Private equity firm Thoma Bravo is adding to its already significant portfolio of cybersecurity companies after reaching an agreement with Darktrace’s directors to buy the British AI-based security firm for more than $5.3 billion and take it private.
Once the deal closes, Darktrace will join companies including Proofpoint, Sophos, Delinea, and Sailpoint in Thoma Bravo’s $45 billion cybersecurity lineup of companies. It represents the investment firm’s second – and this time successful – run at Darktrace. Two years ago, negotiations fell through without a deal being made.
The cash offer includes a $7.75-per-share valuation of the company, a 44% increase over its three-month average share price, according to Thoma Bravo.
Among Darktrace’s assets is its ActiveAI Security Platform. The platform uses self-learning AI techniques to detect and respond to known and unknown threats to a customer’s environment, from email to operational technology, both on-premises and in the cloud, leveraging the customer’s data.

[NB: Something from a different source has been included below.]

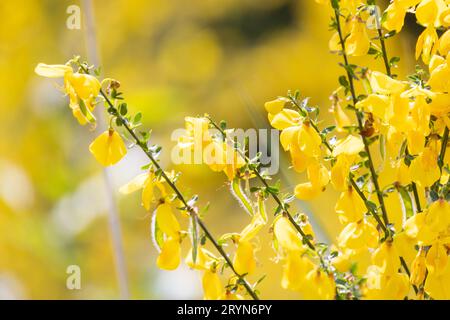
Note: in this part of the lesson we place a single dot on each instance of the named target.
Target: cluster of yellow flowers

According to Andrew Almeida, a partner at the investment firm, wuch capabilities were a key driver in Thoma Bravo’s interest in Darktrace.
“Darktrace is at the very cutting edge of cybersecurity technology,” Almeida said in a regulatory filing by Darktrace. “The pace of innovation in cybersecurity is accelerating in response to cyber threats that are simultaneously complex, global and sophisticated. Darktrace is driven by a culture of innovation.”
In the filing, Thoma Bravo noted that the cybersecurity space is evolving in both the volume and sophistication of threats and attacks. However, the market remains fragmented, with few truly global players. “Serving the world’s largest customers and enterprises requires Darktrace to continually make significant technology investments and further scale globally, to ensure that its platform can stay ahead of changing cyber threats. Thoma Bravo believes that private ownership can facilitate its development.”
Thoma Bravo invests in several software companies; it has more than $138 billion in assets under management. The company said it will use its platform and resources to continue to fuel the cybersecurity vendor’s growth. Darktrace has more than 2,300 employees and more than 9,400 customers around the world.
Darktrace CEO Poppy Gustafsson said the deal will accelerate the 11-year-old company’s growth. “Our technology has never been more relevant in a world increasingly threatened by AI-powered cyberattacks. In the face of this, we are expanding our product portfolio, entering new markets, and focused on delivering for our customers, partners and colleagues.”
The decision by Darktrace’s board to agree to the deal also is likely to come in part from the company’s rocky ride on the London Stock Exchange, which it listed on in 2021. Its share price hit a high later that year, but the stock took a hit the following year when Thoma Bravo decided to walk away from negotiations to buy it.
In 2023, QCM, a U.S. hedge fund, took out a short position against Darktrace, essentially betting the share price would fall. It and issued a 70-page report alleging flaws in the company’s accounting practices. Later in the year, accounting firm EY, hired by Darktrace after the allegations, cleared the cybersecurity vendor of any wrongdoing. The share price has risen steadily and it shot up more last month after Darktrace released positive financial figures.
However, Darktrace executives have felt that the company’s technology and growth were not appropriately appreciated during its time on the stock exchange. According to the Darktrace filing, the company’s board saw the acquisition by Thoma Bravo and investment firm’s decision to take it private as a smart move. “Darktrace Board believes that Darktrace’s operating and financial achievements have not been reflected commensurately in its valuation with shares trading at a significant discount to its global peer group,” the company wrote. “The Darktrace Board recognises that there are risks to, as well as uncertainty as to the timing and delivery of, shareholder returns on the public market and the Acquisition provides an opportunity for Darktrace Shareholders to receive the certainty of cash consideration at a fair value for their shares at this time in Darktrace’s evolution.”
The deal was seen by some as a blow to London’s cybersecurity market.
That said, Darktrace’s association with Mike Lynch, the former CEO of software maker Autonomy, which was bought for $11 billion by Hewlett-Packard (HP) in 2011 – four years before the IT giant split into two companies – likely didn’t help the company’s image.
Lynch and his wife reportedly own a combined almost 7% stake in Darktrace, but Lynch is on trial in San Francisco on accounting fraud charges connected with the disastrous sale of Autonomy. After the deal, HP had to write down the value of Autonomy by $8.8 billion. Now Hewlett Packard Enterprise – created after the 2015 HP split – is seeking $4 billion from Lynch and another one-time Autonomy executive, former CFO Sushovan Hussain.